Tierische A1

Zebu-Rinder legen Westautobahn lahm

Österreich
08.05.2006 17:10
Zwei entlaufene Zebu-Rinder haben sich am Sonntag im Raum Amstetten auf die Westautobahn (A1) verirrt und den Verkehr lahm gelegt. Die Polizei sicherte die Fahrbahn, ehe sie daran ging, das eine Tier einzufangen. Als der Stier jedoch auf die Gegenfahrbahn sprang, wurde er mit Erlaubnis der Bezirkshauptmannschaft durch einen Jäger mit zwei gezielten Schüssen erlegt.

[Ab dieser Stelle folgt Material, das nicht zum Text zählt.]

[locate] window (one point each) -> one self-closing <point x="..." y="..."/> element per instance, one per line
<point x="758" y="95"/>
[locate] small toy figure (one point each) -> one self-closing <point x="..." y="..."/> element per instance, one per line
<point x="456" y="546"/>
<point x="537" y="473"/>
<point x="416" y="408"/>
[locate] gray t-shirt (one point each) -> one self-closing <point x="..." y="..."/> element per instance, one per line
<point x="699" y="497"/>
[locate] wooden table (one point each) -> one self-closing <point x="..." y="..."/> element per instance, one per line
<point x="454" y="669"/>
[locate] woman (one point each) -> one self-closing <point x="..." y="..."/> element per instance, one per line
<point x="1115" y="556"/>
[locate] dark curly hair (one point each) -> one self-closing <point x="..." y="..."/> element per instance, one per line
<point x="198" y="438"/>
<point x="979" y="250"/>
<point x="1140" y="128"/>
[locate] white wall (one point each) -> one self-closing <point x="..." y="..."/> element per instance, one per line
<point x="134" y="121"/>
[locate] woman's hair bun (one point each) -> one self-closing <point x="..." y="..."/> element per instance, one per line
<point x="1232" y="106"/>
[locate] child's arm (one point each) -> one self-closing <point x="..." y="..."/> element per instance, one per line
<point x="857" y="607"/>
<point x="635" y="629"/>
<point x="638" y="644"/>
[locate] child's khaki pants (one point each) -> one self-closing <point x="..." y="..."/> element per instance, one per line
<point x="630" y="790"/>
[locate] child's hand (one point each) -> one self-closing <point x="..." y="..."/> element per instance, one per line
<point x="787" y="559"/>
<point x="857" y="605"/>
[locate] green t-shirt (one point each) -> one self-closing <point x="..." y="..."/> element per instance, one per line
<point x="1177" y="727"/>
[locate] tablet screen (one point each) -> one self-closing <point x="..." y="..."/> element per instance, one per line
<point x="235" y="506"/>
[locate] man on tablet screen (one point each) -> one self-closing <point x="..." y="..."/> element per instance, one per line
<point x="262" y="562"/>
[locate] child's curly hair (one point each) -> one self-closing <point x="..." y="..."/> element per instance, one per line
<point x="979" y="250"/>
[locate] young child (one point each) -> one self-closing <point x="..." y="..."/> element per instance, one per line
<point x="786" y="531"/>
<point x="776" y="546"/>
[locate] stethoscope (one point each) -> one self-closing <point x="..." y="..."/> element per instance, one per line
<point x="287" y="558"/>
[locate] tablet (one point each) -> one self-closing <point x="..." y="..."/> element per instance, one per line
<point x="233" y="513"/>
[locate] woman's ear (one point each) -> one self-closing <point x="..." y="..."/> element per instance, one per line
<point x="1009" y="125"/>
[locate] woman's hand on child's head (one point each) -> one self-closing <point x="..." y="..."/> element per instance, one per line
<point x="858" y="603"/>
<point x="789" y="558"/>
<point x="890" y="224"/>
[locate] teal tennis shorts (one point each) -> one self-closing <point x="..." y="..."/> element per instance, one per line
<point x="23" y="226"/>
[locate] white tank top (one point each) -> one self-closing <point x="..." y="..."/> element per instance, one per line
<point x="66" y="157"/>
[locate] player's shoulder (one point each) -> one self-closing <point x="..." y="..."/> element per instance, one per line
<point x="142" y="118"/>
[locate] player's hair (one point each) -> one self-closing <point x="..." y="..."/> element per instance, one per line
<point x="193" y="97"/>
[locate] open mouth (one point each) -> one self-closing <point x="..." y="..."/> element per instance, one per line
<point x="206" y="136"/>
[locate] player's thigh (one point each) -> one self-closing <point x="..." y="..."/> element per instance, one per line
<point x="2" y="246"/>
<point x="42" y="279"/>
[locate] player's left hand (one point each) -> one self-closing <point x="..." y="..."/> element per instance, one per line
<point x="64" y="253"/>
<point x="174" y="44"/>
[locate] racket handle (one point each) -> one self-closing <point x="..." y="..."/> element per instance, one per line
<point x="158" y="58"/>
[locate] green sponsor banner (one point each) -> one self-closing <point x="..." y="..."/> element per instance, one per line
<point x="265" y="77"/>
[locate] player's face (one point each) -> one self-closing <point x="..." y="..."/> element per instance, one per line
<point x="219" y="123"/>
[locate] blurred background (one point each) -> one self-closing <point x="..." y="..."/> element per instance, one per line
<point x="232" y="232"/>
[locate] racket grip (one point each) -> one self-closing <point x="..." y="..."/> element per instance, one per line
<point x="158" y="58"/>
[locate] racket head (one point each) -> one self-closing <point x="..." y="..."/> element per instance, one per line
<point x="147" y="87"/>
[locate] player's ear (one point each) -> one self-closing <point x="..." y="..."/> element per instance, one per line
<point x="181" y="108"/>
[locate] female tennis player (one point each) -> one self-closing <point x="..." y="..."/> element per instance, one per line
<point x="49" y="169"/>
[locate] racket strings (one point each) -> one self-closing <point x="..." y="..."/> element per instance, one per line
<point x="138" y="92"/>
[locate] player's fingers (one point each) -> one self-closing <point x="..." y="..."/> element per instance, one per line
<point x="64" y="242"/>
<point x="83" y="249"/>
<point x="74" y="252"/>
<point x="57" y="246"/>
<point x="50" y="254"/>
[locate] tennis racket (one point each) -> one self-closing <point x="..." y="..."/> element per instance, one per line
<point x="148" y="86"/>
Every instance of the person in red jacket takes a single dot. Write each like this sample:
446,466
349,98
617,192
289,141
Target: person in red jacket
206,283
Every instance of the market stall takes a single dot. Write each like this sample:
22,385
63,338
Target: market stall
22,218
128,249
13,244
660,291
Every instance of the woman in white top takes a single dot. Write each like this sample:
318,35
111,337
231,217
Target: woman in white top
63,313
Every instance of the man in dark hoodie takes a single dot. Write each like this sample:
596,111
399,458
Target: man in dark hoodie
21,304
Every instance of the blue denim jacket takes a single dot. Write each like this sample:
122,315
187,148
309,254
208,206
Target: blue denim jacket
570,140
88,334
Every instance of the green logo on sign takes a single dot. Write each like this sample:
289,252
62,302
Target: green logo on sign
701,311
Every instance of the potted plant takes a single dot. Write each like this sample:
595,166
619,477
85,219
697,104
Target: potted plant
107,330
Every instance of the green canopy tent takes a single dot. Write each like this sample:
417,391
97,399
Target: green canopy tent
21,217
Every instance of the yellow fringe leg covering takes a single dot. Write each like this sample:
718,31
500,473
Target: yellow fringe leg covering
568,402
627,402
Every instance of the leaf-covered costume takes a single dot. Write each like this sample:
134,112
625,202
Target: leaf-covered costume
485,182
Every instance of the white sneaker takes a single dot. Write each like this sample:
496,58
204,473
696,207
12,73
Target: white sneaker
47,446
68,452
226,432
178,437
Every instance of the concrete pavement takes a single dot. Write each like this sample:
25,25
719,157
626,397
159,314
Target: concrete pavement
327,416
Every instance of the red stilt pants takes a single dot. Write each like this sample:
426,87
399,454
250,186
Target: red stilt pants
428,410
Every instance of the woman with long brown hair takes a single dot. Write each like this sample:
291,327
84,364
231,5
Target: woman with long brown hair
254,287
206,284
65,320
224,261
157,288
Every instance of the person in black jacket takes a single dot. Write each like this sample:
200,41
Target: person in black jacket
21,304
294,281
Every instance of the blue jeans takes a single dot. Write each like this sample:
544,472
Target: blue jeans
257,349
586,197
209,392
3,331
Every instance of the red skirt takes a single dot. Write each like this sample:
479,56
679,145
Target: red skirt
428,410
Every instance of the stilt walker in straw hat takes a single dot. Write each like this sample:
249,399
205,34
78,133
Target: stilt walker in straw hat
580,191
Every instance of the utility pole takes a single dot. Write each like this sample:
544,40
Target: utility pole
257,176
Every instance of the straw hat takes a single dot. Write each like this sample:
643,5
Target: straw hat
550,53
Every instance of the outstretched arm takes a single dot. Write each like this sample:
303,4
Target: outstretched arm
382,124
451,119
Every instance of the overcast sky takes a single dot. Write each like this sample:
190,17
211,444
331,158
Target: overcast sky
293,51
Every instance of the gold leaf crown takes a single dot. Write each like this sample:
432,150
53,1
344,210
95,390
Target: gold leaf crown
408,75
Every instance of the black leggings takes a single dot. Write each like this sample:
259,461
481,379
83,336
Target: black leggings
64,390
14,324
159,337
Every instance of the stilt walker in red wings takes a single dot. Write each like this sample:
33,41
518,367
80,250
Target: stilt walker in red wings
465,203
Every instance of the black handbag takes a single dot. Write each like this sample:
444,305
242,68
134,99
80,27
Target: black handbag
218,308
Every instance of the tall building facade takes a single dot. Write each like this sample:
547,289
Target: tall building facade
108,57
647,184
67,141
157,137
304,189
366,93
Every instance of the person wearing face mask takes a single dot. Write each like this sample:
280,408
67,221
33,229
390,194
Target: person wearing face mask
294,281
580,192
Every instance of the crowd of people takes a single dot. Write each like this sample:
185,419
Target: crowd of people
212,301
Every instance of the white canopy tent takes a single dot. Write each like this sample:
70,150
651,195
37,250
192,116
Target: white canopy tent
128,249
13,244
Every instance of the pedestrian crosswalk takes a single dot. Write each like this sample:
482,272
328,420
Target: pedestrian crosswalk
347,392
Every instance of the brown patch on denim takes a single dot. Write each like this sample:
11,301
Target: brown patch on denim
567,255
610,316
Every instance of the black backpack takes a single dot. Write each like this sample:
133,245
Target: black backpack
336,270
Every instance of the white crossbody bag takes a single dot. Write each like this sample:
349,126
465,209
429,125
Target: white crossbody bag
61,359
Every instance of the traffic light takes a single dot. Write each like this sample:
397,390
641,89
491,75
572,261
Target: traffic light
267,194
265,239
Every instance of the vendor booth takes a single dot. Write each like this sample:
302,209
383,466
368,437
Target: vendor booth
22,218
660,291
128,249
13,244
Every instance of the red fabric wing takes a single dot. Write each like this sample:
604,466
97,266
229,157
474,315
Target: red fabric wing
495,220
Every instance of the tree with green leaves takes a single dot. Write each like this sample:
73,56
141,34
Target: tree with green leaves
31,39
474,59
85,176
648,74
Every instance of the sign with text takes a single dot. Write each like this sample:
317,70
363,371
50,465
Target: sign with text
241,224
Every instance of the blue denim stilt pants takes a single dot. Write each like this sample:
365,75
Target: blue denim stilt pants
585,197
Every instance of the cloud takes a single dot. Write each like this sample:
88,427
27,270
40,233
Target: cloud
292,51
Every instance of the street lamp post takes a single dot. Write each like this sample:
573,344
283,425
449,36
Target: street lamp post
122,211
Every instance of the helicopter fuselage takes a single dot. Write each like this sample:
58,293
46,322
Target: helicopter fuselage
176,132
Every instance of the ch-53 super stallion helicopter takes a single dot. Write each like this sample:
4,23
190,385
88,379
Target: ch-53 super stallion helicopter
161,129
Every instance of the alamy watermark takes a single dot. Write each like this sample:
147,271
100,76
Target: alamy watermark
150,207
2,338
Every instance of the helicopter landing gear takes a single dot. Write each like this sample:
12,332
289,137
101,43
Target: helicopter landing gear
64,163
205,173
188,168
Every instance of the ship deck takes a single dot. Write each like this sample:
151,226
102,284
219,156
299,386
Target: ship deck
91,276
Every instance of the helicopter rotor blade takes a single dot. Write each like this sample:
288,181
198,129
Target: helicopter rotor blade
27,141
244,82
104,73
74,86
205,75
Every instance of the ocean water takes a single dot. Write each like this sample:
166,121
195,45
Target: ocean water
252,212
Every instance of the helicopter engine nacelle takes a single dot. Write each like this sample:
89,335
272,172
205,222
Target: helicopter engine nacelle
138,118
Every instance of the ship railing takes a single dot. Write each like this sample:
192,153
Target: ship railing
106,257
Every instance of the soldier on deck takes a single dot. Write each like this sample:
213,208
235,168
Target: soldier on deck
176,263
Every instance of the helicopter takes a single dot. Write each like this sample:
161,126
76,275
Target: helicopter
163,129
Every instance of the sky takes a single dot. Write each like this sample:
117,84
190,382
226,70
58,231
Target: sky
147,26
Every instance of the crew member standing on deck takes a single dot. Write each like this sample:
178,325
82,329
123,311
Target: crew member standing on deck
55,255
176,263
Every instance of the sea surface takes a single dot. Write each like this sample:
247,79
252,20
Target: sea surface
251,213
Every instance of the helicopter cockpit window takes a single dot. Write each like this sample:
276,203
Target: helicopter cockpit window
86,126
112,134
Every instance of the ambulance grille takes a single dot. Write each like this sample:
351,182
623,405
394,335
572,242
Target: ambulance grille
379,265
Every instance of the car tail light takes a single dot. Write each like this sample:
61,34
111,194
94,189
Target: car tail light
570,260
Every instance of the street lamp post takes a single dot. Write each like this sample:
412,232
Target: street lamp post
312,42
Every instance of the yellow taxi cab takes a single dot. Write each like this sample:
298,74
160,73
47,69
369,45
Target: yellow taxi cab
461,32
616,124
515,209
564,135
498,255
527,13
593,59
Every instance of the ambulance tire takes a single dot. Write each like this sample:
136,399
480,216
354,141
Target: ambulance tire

Laut niederösterreichischer Sicherheitsdirektion wurde kurz darauf das zweite Tier auf einem Parkplatz gesichtet. Wegen der möglichen Gefährdung wurde der gesamte Verkehr in Richtung Salzburg angehalten. Einem Tierpfleger des Tierparks Haag gelang es, die Kuh mit einem Betäubungsgewehr niederzustrecken.

Zwischenfall ohne Schaden
Die Feuerwehr Amstetten übernahm die Bergung des toten Stiers und der betäubten Kuh, die der Besitzerin in Amstetten zurückgebracht wurde. Der Zwischenfall verlief ohne Schaden an Menschen, Fahrzeugen und staßenbaulichen Einrichtungen.

Seltene kleine Rinder
Bei beiden Tieren handelte es sich um Zwergzebus - mit einer Größe von 90 bis 110 Zentimetern eine der kleinsten Rinderarten der Welt. Die Rasse zeichnet sich durch Genügsamkeit, Widerstandsfähigkeit, Langlebigkeit und hohe Fruchtbarkeit aus. Es sei denn, sie gelangen auf die Autobahn…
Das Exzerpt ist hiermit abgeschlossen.